Pierre Assouline, auteur d'une biographie de Georges Simenon parue en 1992. Il donnera une conférence sur le père de Maigret au Cercle littéraire de Lausanne samedi
Publié mardi 13 octobre 2015 à 14:55, modifié mardi 13 octobre 2015 à 21:44.
Le Temps: Que reprochez-vous au roman de Patrick Roegiers?
Pierre Assouline: Je reproche le parti pris de l'auteur dans son livre et dans les interviews qu'il donne. Son parti pris est de tirer à vue sur Georges Simenon. Tout écrivain peut s'emparer de la vie de personnalités réelles et il a le droit bien entendu de faire de Georges Simenon un personnage de fiction et lui reprocher beaucoup de choses, il n'est pas un saint. Mais on ne peut pas pour autant écrire n'importe quoi. On ne peut pas attribuer à quelqu'un qui a existé des actions, des idées, des propos contraires à ce qu'il a dit et fait. Ce que fait Roegiers est quasiment diffamatoire.A quoi pensez-vous?
La thèse prinicipale du livre est de dire que Georges Simenon a envoyé son frère exprès à la mort pour le préserver d'une image qui pouvait lui porter préjudice. C'est atroce! Cela signifie qu'il l'a tué. Alors qu'en fait il l'a sauvé. Patrick Roegiers le fait mourir sous l'uniforme nazi de la Légion Wallonie alors qu'il est mort, en pleine rédemption, sous l'uniforme français de la Légion étrangère, en Indochine. Ce n'est pas la même chose, cela n'a pas le même sens.
C'est Georges qui lui avait conseillé la Légion étrangère?
Après avoir participé au massacre de Courcelles, Christian risquait le peloton d'exécution ou le lynchage en Belgique. Il rejoint Georges à Paris, un soir, sur un banc de la place des Vosges. Georges lui dit de partir à la Légion étrangère où l'on change de nom et où le passé est effacé. C'est ce qui s'est passé. Christian Simenon a disparu et est devenu Christian Renaud. Il est mort au bout de deux ans, au combat.

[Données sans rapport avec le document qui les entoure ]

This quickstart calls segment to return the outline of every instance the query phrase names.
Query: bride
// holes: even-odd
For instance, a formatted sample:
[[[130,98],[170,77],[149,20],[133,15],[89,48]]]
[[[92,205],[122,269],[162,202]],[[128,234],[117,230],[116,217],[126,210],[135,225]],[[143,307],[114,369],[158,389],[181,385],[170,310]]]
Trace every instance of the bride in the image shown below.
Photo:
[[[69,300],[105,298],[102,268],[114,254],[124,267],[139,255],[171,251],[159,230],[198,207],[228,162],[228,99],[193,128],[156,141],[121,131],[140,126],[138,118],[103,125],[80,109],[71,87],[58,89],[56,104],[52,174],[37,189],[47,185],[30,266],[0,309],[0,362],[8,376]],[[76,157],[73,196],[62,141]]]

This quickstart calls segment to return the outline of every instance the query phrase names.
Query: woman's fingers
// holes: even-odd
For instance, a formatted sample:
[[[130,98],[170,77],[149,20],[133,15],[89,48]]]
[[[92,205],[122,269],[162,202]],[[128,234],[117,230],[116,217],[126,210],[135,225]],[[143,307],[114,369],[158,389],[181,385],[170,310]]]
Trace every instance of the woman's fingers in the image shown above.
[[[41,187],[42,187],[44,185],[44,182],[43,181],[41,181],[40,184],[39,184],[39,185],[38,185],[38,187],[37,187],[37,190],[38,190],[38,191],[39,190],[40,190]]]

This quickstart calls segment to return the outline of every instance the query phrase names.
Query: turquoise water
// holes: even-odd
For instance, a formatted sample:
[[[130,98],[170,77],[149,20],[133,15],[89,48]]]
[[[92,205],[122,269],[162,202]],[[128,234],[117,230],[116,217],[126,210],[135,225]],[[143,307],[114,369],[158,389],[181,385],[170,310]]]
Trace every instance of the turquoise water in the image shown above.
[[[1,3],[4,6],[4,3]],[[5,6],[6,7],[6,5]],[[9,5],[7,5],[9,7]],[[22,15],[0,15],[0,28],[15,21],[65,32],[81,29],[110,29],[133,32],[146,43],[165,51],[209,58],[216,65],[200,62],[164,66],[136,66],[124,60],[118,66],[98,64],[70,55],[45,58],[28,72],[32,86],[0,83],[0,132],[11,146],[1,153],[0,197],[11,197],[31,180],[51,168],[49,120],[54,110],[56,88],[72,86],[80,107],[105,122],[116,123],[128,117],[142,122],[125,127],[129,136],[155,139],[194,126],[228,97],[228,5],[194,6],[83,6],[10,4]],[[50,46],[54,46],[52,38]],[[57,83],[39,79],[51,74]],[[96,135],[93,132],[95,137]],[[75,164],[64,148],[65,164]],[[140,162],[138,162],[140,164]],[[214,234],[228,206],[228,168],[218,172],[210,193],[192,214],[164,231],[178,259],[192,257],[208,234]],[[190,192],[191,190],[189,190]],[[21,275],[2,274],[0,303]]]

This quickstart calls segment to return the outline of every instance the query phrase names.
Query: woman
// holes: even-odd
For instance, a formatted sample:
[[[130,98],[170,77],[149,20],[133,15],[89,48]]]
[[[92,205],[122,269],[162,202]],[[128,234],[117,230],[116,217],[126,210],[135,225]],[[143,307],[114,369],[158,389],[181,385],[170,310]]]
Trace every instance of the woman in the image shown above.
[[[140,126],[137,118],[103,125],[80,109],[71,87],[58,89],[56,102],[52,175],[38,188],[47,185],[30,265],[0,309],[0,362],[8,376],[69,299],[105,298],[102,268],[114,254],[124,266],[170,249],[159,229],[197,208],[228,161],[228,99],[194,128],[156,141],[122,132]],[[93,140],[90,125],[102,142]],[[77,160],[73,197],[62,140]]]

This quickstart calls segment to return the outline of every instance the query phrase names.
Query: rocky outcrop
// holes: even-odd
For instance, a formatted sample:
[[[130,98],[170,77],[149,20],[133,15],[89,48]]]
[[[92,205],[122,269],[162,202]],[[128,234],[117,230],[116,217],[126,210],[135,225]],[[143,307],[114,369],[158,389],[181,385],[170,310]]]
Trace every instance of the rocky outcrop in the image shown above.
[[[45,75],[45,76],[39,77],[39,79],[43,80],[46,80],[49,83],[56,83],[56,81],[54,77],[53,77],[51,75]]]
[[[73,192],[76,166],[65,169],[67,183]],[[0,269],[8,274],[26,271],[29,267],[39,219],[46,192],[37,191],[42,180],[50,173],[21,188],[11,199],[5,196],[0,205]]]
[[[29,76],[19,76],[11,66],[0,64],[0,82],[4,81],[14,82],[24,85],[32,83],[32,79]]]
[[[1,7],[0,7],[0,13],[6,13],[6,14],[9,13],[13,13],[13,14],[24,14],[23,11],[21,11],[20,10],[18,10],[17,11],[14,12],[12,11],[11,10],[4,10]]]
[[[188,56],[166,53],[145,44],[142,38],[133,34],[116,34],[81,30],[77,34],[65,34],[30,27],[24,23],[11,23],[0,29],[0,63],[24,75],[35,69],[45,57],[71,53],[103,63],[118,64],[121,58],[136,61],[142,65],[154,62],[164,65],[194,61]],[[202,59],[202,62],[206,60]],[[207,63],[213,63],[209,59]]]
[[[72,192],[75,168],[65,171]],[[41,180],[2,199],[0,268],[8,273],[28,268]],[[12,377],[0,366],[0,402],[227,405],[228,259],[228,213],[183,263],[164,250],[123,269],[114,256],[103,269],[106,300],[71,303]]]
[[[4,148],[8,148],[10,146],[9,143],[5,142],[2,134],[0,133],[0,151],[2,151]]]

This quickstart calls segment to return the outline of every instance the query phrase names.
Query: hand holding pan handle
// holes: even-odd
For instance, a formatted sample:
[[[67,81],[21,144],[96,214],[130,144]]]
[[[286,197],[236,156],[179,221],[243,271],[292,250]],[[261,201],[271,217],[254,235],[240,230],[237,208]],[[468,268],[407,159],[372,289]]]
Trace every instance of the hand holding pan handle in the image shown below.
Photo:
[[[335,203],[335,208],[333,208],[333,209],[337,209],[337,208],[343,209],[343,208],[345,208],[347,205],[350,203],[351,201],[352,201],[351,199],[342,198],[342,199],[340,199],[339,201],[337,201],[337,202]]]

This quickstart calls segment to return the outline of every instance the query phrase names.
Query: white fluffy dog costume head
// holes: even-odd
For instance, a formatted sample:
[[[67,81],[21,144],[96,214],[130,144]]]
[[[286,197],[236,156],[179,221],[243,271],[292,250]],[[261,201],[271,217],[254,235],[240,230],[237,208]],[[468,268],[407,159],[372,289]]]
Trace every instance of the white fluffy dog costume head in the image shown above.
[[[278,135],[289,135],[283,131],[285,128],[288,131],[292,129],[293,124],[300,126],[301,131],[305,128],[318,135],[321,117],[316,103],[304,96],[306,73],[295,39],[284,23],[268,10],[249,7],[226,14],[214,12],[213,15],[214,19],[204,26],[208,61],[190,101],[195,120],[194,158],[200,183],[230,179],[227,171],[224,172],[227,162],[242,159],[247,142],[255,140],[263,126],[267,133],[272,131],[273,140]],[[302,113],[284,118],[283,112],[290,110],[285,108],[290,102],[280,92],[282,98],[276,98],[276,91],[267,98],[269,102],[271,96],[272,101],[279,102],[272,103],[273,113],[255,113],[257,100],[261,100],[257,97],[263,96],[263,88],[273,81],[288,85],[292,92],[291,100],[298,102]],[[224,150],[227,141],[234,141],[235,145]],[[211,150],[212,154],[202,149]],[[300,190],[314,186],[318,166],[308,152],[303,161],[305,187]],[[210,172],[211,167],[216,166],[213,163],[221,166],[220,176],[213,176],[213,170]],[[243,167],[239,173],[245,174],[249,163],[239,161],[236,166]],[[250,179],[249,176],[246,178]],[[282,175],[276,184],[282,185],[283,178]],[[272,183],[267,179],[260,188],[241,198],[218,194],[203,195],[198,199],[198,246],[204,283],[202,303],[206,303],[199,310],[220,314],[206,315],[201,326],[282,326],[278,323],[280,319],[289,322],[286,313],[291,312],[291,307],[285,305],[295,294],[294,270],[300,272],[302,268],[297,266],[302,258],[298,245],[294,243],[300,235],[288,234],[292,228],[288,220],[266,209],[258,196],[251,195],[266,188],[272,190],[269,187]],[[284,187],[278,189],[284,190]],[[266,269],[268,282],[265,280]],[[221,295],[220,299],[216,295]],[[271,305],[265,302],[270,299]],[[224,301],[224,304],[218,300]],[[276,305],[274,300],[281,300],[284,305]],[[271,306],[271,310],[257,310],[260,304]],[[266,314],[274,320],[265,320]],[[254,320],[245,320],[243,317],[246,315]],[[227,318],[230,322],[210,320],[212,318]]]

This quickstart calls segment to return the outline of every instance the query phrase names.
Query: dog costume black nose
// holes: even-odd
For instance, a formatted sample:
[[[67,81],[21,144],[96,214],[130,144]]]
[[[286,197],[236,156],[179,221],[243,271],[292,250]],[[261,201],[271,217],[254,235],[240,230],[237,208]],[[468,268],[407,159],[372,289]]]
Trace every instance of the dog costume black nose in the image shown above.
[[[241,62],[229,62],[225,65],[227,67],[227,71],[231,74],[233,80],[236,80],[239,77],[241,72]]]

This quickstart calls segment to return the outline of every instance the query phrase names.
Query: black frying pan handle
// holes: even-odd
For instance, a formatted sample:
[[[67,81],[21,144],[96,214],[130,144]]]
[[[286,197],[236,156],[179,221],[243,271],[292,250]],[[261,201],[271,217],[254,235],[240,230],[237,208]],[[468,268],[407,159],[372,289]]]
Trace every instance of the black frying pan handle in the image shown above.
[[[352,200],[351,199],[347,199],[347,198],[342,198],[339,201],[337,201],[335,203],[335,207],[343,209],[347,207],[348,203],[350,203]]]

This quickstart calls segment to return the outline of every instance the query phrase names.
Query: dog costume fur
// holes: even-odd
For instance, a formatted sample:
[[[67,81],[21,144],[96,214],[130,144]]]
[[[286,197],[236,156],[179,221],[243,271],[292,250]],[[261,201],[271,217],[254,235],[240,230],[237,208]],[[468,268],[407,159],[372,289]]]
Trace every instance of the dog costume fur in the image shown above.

Dans le livre, le portrait de Georges Simenon pendant l'occupation est accablant. Qu'en est-il?
Il y a des choses qui sont vraies mais Patrick Roegiers ne retient que des choses à charge et de façon tellement outrancière que cela en devient ridicule.
Qu'est-ce qui est vrai?
Que Goerges Simenon a été l'écrivain français le plus adapté au cinéma pendant l'Occupation. Il l'était déjà avant la guerre. Il n'a pas refusé de l'être mais il n'a pas pour autant signé des oeuvres de collaboration ou des oeuvres nazies. La moitié de ces films ont été produit par la Continental, maison allemande. Cette maison a produit les plus grands films français de cette période, les films de Carné, de Clousot, d'Autant-Lara et d'autres. Georges Simenon s'est contenté de vendre ses droits. Certains acteurs ont été jusqu'à tourner des films de propagande en Allemagne.

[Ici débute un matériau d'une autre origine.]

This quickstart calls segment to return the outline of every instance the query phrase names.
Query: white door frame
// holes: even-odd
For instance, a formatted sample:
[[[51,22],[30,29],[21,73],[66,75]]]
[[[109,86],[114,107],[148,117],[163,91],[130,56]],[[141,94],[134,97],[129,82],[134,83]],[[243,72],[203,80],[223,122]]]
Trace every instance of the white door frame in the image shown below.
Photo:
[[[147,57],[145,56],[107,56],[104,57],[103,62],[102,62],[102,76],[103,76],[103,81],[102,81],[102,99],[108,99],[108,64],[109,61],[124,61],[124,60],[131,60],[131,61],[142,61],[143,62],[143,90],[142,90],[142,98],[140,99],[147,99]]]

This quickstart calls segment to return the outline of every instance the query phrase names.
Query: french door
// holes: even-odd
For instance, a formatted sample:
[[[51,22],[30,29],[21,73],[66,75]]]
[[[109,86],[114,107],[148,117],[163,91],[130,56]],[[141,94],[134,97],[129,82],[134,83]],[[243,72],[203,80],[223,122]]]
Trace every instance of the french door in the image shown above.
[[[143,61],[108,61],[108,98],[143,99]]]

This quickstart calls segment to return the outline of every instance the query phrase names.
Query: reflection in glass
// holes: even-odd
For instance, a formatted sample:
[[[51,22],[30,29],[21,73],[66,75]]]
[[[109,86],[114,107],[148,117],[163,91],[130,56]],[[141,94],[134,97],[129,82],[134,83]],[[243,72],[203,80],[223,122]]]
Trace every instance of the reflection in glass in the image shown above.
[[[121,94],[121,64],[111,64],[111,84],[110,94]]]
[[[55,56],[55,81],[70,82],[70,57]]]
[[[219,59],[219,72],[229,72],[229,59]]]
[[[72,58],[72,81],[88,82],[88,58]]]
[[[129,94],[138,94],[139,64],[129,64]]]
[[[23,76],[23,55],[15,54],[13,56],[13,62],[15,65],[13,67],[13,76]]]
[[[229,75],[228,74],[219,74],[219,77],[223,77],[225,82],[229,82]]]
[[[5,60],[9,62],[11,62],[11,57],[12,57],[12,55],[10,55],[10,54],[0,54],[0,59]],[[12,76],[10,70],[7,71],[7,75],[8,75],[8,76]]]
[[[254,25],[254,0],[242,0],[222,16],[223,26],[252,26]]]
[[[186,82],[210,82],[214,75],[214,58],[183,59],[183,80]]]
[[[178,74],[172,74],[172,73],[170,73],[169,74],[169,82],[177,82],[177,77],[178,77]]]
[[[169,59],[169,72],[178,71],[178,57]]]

Il a été inquiété pour collaboration après la guerre?
J'ai eu son dossier d'épuration entre les mains. Il ne contient rien. Sur son travail littéraire, il était édité par Gallimard, comme beaucoup d'autres. Et pour les adaptations cinématographiques, certains, jaloux de son succès, on brandit des articles signés de lui dans des journaux cllaborateurs. Mais il s'agissait uniquement de bonnes feuilles de ses romans.
Est-ce que le roman révèle des choses nouvelles?
Patrick Roegiers se sert de ma biographie, c'est son droit, les biographies servent à cela. Mais Patrick Roegiers instrumentalise ce que j'ai écris pour étayer sa thèse de la collaboration de Georges Simenon. Georges Simenon n'a pas collaboré. Il a bien gagné sa vie. Ce n'est pas un crime.
Et les articles anti-sémites qu'il a écrit à 17 ans, c'est connu aussi?
Cela fait un chapitre dans ma biographie. On ne peut pas utiliser des lettres des années 1920 pour tirer des conclusions sur les années de l'Occupation.
Quelle place occupe Georges Simenon, l'écrivain, pour vous?
Il reste l'un des grands écrivains de langue française. Il est probablement celui qui a été le plus adapté au cinéma et à la télévision. Son influence sur notre imaginaire est considérable. Son rayonnement à l'étranger aussi. Il est un styliste exceptionnel. Cette façon de toucher à l'os avec une telle économie de moyens est exceptionnelle.